Here are the actions to avoid if you don’t want an aggravated DUI charge, and punishments you may face without a good defense.
What qualifies a DUI as “aggravated”?
The regular blood alcohol limit for most types of New Hampshire drivers is 0.08%. If you’re already driving above the legal limit (and so, DUI), any one of these additional factors can qualify you for an aggravated DUI.
- A blood alcohol twice the limit, or 0.16%, or higher.
- Speeding at 30 mph above the posted speed limit or, for example, 75 mph in a 45-mph zone.
- Trying to get away from the police by accelerating, turning off your headlights, or bailing on your vehicle.

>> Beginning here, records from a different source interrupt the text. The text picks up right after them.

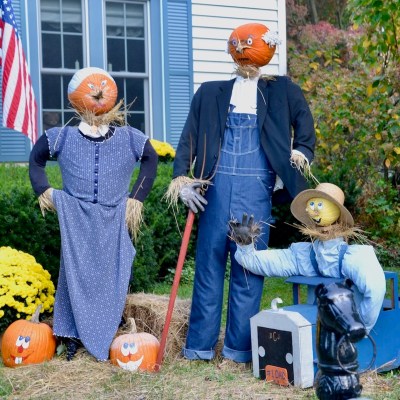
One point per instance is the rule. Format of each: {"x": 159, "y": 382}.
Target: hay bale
{"x": 149, "y": 312}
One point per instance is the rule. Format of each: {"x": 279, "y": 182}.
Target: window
{"x": 126, "y": 56}
{"x": 62, "y": 55}
{"x": 63, "y": 40}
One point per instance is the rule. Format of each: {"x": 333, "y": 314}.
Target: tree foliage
{"x": 351, "y": 79}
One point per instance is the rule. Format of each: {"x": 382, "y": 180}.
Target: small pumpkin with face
{"x": 135, "y": 351}
{"x": 92, "y": 90}
{"x": 27, "y": 342}
{"x": 252, "y": 44}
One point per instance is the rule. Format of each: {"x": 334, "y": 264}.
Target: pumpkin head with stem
{"x": 252, "y": 45}
{"x": 135, "y": 351}
{"x": 28, "y": 342}
{"x": 92, "y": 90}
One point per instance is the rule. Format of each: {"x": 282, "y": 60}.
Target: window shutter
{"x": 179, "y": 71}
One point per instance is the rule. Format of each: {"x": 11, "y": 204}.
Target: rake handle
{"x": 175, "y": 285}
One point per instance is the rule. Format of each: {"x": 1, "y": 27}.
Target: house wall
{"x": 188, "y": 47}
{"x": 213, "y": 22}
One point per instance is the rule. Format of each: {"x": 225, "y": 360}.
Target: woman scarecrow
{"x": 94, "y": 208}
{"x": 239, "y": 133}
{"x": 329, "y": 225}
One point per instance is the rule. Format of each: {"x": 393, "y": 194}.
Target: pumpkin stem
{"x": 35, "y": 315}
{"x": 132, "y": 324}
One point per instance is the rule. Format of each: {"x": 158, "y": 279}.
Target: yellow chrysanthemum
{"x": 24, "y": 284}
{"x": 163, "y": 149}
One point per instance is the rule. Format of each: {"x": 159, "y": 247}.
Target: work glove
{"x": 190, "y": 196}
{"x": 245, "y": 232}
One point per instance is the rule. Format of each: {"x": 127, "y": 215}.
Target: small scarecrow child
{"x": 238, "y": 139}
{"x": 95, "y": 210}
{"x": 330, "y": 225}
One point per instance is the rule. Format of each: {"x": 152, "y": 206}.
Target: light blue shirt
{"x": 359, "y": 264}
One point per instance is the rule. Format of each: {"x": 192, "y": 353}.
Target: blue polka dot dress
{"x": 96, "y": 250}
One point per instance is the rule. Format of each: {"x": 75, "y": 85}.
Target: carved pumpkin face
{"x": 27, "y": 342}
{"x": 92, "y": 89}
{"x": 322, "y": 211}
{"x": 248, "y": 45}
{"x": 135, "y": 351}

- A passenger who is 15 years old or younger.
- Causing an accident resulting in serious injuries to somebody else.
If these qualify you, you can face Class A misdemeanor charges.

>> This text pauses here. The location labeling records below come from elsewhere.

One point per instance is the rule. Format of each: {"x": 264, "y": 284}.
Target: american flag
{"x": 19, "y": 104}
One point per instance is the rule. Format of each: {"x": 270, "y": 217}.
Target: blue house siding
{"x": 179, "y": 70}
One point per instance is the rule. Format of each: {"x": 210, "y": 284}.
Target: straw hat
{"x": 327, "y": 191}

If the other factors qualify you, plus there’s also serious injury to another person, you can face Class B felony charges.

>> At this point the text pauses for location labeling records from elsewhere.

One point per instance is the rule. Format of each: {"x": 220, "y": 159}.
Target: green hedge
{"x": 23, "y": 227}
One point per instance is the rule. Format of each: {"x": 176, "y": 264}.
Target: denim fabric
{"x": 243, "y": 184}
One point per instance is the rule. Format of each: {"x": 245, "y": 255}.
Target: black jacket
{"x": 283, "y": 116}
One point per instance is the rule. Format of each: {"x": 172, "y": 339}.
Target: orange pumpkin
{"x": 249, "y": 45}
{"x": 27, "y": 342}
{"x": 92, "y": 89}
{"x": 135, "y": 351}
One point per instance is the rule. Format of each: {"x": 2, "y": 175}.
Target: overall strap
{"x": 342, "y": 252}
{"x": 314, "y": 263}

Possible penalties an attorney may help reduce or avoid
The penalties at stake for an aggravated DUI include:
- $750 to $2,000 fine for the Class A misdemeanor.
- $1,000 to $4,000 fine for the Class B felony.
- 5 days to one year in jail for the Class A misdemeanor.
- 14 days to 7 years in jail for the Class B felony.
- Suspended driver’s license for 18 to 24 months. (Could be reduced to 12 months with the Impaired Driver Care Management Program, or IDCMP).
Again, all DUI charges can have a bigger impact on people’s lives than many people expect. The expense, jail time, loss of your ability to drive, and job loss or missed opportunities of all kinds can take over a person’s life unexpectedly and gradually, even if they thought a DUI was not a huge problem.
A good attorney will know that nothing is inevitable, and much more can be negotiated or cast in doubt than most people think.